Implications for Practice

The results of this study inform strategies and interventions that are suitable for low-income community. Assessment for breast cancer caregiver burden is needed to identify high-risk caregivers. Early interventions to increase the social support and self-efficacy for caregivers are necessary. Examples include governmentsponsored health policies and services, such as enlarging the coverage of health insurance and offering respite care service. Moreover, targeted instructional support that integrates knowledge, skills, and coping strategies is essential for breast cancer caregivers to reduce their burden.

Limitations

Limitations to the study are the descriptive design and convenience sample, making it difficult to identify causal relationships.

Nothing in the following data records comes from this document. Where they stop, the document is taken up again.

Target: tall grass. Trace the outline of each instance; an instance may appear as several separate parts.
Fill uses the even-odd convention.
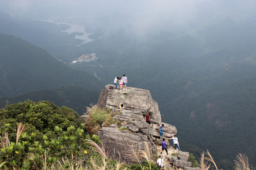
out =
[[[248,157],[244,154],[239,153],[237,155],[237,160],[235,160],[236,165],[235,170],[255,170],[255,168],[253,168],[249,165],[249,161]]]

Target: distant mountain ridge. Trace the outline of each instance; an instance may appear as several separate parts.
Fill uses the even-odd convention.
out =
[[[0,34],[0,97],[76,85],[99,92],[94,76],[75,70],[19,38]]]

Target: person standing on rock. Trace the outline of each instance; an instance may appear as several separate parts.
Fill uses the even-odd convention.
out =
[[[161,152],[161,154],[162,154],[162,152],[164,151],[164,150],[165,150],[165,151],[166,151],[167,155],[169,155],[169,154],[168,153],[168,151],[166,148],[167,142],[168,142],[168,140],[166,140],[165,141],[165,139],[163,139],[163,141],[162,141],[162,152]]]
[[[124,90],[125,90],[125,90],[127,90],[127,87],[126,87],[126,84],[128,82],[127,81],[127,77],[125,76],[125,75],[123,75],[123,77],[122,77],[122,79],[124,81],[123,84],[124,84]]]
[[[123,104],[123,102],[121,102],[120,104],[119,105],[119,108],[120,108],[120,111],[121,111],[121,110],[124,109],[124,104]]]
[[[116,77],[114,80],[114,83],[116,85],[116,88],[115,90],[117,90],[117,83],[119,83],[119,77]]]
[[[124,81],[122,79],[122,78],[120,78],[119,79],[119,84],[120,84],[120,91],[123,91],[123,82]]]
[[[179,141],[178,140],[178,138],[176,137],[176,135],[174,135],[174,137],[168,139],[173,139],[174,140],[174,144],[175,146],[174,150],[176,150],[176,148],[177,147],[179,149],[179,152],[181,152],[181,149],[180,148],[180,145],[179,144]]]
[[[162,159],[161,156],[158,156],[159,158],[156,161],[156,164],[157,164],[157,167],[158,167],[158,170],[162,170],[164,168],[164,160]]]
[[[160,133],[160,137],[164,137],[164,135],[163,135],[163,127],[165,126],[165,125],[162,124],[159,126],[159,128],[158,129],[158,132]]]
[[[151,125],[151,122],[150,122],[150,120],[149,120],[150,116],[150,115],[148,114],[146,115],[146,116],[145,117],[145,121],[150,125],[150,127],[152,128],[152,125]]]

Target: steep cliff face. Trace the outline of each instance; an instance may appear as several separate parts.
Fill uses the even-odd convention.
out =
[[[176,128],[162,122],[158,104],[152,99],[148,90],[129,87],[127,91],[120,92],[110,89],[111,85],[105,86],[100,95],[98,106],[101,109],[111,109],[113,115],[119,112],[113,119],[121,121],[121,126],[126,128],[127,130],[119,130],[115,124],[111,125],[110,127],[102,126],[98,131],[97,135],[101,140],[101,144],[108,150],[109,155],[128,164],[137,163],[128,156],[129,148],[132,145],[136,145],[140,150],[146,151],[146,144],[152,154],[159,153],[163,139],[158,132],[159,126],[165,125],[163,134],[165,138],[171,138],[176,134]],[[119,108],[121,102],[124,104],[122,110]],[[147,114],[150,115],[152,128],[145,121]],[[181,160],[175,159],[175,157],[170,155],[167,158],[171,162],[177,161],[177,163],[183,161],[183,165],[186,166],[180,166],[181,167],[190,166],[191,163],[187,162],[189,153],[179,153]]]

As a result, a longitudinal study is recommended. A large, multi-site study is needed. Other potential variables, such as the coping style, family function, and health status of caregivers, should be considered in future studies.

Highlights

In this study, majority of informal caregivers of women with breast cancer had a high level of caregiver burden. The factors associated with caregiver burden were payment type for treatment, monthly family income, relationship to the patient, social support, and caregiver’s self-efficacy. Social support and self-efficacy had an inverse relationship with caregiver burden. Caregivers with more social support from their families and professional institutes might have more time or energy to care for themselves and patients, as well as handle family and social activities. Caregivers with high self-efficacy tended to be able to deal more readily with caregiving stress and tasks. In a country such as Nigeria, more attention should be placed on financial burden and insufficient resources associated with the caregiver burden.

Conclusion

The financial burden and insufficient resources are factors associated with the caregiver burden among caregivers in lowincome countries. More attention and support should be placed on adult-child caregivers in low-income countries. Assessments of the caregiver burden and targeted interventions, such as increasing self-efficacy and social support in low-income areas, are necessary to identify and alleviate the caregiver burden.

Acknowledgment

The authors acknowledge the support received from the management of ABUTH and the research assistants.